CG: I think I do. I represent 44,000 general practitioners, of which over 90% when we’ve surveyed them very recently wanted me to ask for withdrawal of the bill and that’s against a background of one and half years of consultation. Three surveys, five counsels, five executive councils, a national conference. Endless consultations. I can categorically tell you my members, the members of the Royal Colleges of GPs, do not want this bill. Some of the parts of the bill are good. I mean putting GPs on control of money, putting patients first, addressing health inequalities. But in its totality, the bill is a mess, the bill is flawed, and the bill will not achieve what you and Andrew Lansley and the Prime Minister are setting it out to achieve, and the more Colleges…
AN: We haven’t got too much time. She represents 90% of GPs .
AS: I think she’s wrong.
AN: (Interjection)
AS: No hang on, let me finish.
AN and AS talk over one other
AN: You said your views represent…
AS: I didn’t say that. Andrew you asked me a question. I didn’t say that. But let me tell you what I think.
AS: I go into my constituency. I talk to GPs. Real GPs, on the ground. In my area, the consortia was formed before we got elected into government they were in existence. They are putting into operation already what we are seeking to achieve
CG: Why..
AS: Let me finish, I don’t wish to be rude. But let me finish and explain. That is my experience in my constituency with my GPs, and let me tell you this. I was approached by a doctor who lives in my constituency but practices in Nottingham. And he took hold of me and he said ‘For God sakes get this bill through, so I can deliver the treatment to my patients that I want to do’
AN: But that’s anecdotal evidence
AS: it may well be
AN: Her evidence is surveys and conferences and..
AS: yeah, but I’m talking about
AN: Why would your anecdotal evidence be more important than hers?
AS: I didn’t say it was
CG: I would as a general practice, we were one of the first waves of
AS: Part time
CG: We were one of the first pathfinders. We have lots of practices across London. I speak to general practitioners. The doctor you spoke to might be one of the 56 that voted, the 56 out of two and a half thousand
AS: What about the doctors in my constituency, that have formed a consortia, that are doing it. What about the 95% of other areas of the country
CG: But that’s not being reflected in what we are hearing in the Royal College of GPs. I’m not a politician, I’m head of GPs. All I’m doing is reflecting the views, and we have consulted over the last 18 months. GPs write to me every day
AS: We’ve consulted as well
AN: Let’s bring..back in. You say your are not a politician. Reading your case against the bill and so on you do have a strong ideological opposition to competition or further choice
AS nodding
AN: You’ve even said that this is an attempt to privatise and turn it into an American-style system
CG: It is an attempt to privatise the NHS
AS Shaking her head with eyes shut
CG: We are not against competition
AN; Turn it into an American-style system
CG: Turn it into a mixed funding system with a state funding so core services with individuals
AS: Interjection
CG: There is nothing in the bill that prevents that from happening
AS: But that’s your opinion. That is not a substantial fact where you can say
CG: that is the opinion…
AN: The American system involves private insurance, that’s at the core, is that what they’re going to do?

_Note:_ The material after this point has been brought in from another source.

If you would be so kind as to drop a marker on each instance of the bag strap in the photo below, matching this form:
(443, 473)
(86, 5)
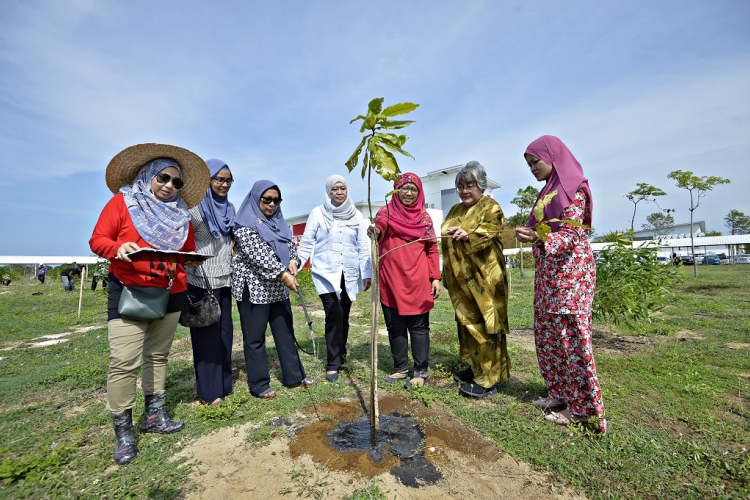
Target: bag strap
(205, 279)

CG: I would like to ask what there is in the bill that prevents that from happening and what you’ll find is that
AS: Interjection
CG: Is that there is nothing in the bill that prevents that from happening. You ask about competition. We are not against competition, we have never been against competition where it adds value to patients. What we are against is the full, fettered, any qualified provider where you have everybody competing for the same hip, the same knee.